I think we’ve all seen someone weaving in their lane while on a cell phone. That’s because a driver is not paying full attention to the road.
“Some degree of awareness changes when you’re talking on the phone and driving, and I think we all know this,” says Marcel Just, director of the Center for Cognitive Brain Imaging at Carnegie Mellon University. “Just listening to someone talk on the phone while you are driving is going to reduce the quality of your driving performance,” he says.
Distraction equals danger
University of Utah psychology professor David Strayer has studied driver distraction for years. He says talking on the phone causes what’s called “inattention blindness.” The driver looks but does not always see things that are there, such as pedestrians, stop signs, traffic signals, or other vehicles.
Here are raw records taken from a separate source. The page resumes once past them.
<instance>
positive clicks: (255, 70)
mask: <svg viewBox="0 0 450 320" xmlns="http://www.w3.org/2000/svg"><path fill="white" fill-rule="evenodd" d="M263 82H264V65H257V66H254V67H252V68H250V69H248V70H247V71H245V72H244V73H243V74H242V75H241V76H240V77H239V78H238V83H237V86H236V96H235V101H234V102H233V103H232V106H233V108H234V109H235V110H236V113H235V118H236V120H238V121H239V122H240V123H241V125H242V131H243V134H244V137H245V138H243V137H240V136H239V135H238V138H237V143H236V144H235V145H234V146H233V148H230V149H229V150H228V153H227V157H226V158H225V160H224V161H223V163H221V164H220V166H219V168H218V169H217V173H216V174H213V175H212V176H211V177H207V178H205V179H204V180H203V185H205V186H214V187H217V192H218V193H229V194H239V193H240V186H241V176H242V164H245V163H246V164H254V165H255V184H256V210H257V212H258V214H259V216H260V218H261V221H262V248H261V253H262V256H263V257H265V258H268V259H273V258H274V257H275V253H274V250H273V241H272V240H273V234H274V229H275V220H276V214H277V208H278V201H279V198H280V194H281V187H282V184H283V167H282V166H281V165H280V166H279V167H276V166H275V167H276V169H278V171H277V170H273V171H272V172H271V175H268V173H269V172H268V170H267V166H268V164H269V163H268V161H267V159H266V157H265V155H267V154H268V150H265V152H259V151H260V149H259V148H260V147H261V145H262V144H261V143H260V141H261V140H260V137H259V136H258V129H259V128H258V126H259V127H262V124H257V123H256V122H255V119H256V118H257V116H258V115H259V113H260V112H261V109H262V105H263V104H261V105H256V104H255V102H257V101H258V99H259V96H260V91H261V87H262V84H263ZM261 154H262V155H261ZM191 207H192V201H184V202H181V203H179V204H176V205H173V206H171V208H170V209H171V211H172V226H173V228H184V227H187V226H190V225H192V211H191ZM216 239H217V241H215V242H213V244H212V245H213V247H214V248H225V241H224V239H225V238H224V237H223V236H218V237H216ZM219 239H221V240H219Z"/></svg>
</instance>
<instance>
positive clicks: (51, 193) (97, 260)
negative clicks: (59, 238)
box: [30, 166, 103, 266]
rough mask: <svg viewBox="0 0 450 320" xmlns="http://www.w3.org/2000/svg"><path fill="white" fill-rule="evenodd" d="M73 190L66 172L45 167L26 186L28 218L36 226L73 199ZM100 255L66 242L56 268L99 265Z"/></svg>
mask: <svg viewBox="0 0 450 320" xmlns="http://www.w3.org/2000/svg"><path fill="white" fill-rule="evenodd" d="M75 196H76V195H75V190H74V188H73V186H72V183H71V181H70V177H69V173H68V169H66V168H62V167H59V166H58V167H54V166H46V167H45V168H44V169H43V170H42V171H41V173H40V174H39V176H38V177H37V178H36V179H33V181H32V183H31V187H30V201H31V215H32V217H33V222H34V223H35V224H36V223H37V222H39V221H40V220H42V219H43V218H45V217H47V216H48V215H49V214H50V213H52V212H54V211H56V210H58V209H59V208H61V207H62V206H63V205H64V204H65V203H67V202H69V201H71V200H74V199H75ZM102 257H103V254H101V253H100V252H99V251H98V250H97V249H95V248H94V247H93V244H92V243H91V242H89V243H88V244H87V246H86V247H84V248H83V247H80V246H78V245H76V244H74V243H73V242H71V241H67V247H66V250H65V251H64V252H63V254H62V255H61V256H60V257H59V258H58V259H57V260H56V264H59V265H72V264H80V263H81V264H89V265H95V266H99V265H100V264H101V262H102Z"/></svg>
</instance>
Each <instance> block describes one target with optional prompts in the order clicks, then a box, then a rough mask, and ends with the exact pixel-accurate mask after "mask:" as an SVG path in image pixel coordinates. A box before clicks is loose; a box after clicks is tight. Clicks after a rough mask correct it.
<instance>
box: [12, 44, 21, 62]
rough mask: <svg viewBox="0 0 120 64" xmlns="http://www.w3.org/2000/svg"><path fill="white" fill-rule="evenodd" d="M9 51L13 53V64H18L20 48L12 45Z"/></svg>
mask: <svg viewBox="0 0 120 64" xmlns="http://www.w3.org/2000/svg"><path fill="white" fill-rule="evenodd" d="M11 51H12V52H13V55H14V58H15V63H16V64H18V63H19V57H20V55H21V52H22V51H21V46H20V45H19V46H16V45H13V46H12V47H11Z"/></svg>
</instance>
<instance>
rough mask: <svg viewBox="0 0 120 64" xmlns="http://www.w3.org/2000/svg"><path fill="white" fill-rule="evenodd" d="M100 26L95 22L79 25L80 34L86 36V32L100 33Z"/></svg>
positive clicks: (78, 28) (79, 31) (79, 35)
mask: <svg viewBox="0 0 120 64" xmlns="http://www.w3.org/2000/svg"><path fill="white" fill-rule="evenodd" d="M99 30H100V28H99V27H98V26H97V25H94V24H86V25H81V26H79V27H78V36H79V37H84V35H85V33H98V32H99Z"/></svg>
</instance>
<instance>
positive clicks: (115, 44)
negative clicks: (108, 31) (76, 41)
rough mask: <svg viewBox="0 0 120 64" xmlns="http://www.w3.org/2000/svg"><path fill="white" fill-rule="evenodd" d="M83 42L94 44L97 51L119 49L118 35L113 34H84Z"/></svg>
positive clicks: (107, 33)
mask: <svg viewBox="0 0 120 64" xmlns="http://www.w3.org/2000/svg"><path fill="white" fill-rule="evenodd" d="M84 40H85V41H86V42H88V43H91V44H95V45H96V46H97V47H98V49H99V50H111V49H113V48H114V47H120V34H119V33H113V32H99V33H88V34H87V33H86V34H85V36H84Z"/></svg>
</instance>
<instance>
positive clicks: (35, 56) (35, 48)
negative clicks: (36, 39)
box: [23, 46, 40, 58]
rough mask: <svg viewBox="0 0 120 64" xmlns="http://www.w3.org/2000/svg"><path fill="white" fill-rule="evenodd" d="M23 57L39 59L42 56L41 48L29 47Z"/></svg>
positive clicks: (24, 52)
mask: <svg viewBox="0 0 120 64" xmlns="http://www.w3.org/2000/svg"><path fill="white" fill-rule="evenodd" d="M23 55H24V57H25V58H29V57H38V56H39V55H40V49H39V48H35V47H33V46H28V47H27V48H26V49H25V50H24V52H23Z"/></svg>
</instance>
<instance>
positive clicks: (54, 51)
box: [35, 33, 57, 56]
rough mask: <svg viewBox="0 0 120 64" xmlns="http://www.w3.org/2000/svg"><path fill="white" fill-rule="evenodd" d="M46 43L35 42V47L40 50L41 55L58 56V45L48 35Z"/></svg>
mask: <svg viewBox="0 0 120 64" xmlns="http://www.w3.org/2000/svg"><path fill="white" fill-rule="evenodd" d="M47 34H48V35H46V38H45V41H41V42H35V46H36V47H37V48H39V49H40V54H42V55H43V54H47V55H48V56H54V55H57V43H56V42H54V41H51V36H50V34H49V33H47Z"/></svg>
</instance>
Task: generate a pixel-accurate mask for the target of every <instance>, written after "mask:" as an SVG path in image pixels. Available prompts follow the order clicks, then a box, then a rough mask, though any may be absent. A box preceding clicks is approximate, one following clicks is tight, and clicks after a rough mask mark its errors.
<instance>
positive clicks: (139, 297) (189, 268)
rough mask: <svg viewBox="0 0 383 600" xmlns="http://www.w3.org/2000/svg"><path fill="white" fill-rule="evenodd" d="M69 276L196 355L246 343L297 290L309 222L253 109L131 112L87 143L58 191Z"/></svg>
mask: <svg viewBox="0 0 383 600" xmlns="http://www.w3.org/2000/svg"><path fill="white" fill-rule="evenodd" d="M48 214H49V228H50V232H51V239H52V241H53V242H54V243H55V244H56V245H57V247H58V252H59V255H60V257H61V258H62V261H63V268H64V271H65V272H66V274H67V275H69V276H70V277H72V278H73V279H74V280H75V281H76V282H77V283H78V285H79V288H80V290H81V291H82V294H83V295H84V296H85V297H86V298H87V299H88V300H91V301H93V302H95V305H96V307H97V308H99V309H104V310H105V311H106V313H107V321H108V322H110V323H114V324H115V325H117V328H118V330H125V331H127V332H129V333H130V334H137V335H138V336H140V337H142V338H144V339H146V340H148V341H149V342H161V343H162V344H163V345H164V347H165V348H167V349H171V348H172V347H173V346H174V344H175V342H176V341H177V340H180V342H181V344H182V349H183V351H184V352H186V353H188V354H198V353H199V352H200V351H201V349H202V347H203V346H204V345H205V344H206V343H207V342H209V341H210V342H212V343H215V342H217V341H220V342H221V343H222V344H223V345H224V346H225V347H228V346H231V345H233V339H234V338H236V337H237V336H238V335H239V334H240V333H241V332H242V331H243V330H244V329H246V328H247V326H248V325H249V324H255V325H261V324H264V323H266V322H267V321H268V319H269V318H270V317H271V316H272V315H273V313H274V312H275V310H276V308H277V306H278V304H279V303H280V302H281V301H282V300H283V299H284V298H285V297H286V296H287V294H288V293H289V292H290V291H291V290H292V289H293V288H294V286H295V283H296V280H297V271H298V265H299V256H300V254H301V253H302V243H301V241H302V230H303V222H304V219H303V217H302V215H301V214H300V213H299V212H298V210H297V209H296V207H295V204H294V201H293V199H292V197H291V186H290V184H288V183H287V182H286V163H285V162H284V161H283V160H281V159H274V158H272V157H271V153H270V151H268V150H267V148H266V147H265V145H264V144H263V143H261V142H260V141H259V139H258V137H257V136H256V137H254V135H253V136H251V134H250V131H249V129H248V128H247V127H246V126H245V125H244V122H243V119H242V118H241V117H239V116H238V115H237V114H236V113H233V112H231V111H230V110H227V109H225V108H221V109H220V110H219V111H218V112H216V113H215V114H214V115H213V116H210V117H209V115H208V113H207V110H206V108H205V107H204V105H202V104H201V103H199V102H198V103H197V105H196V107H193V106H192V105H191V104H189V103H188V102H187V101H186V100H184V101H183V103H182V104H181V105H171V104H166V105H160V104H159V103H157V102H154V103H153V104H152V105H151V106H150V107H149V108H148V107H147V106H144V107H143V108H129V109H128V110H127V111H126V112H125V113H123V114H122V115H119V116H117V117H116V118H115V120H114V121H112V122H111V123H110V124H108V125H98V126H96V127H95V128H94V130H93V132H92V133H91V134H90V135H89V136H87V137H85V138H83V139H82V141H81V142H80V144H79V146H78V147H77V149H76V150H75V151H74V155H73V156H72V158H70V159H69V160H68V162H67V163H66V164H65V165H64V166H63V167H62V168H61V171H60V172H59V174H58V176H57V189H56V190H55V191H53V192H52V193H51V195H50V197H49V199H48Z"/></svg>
Strayer uses simulators and sophisticated eye-tracking devices to see precisely where a test driver is looking. “They see about half of what they would normally see,” he says, “because talking on a cell phone has diverted attention from processing the information you need to be a safe driver.”
The difference is easily demonstrated with driving simulators. Professor Strayer tells test subjects to pull over when they see a rest area about eight miles up the road.
When no one is talking to the driver, every one pulls off at the right spot. If there’s a passenger talking, about 90 percent of the drivers are successful. In many cases, that’s because the passenger helps them remember to find the rest area. But when test subjects are talking on a cell phone 50 percent drive by the rest area. Why? “Because they simply didn’t see it,” he says.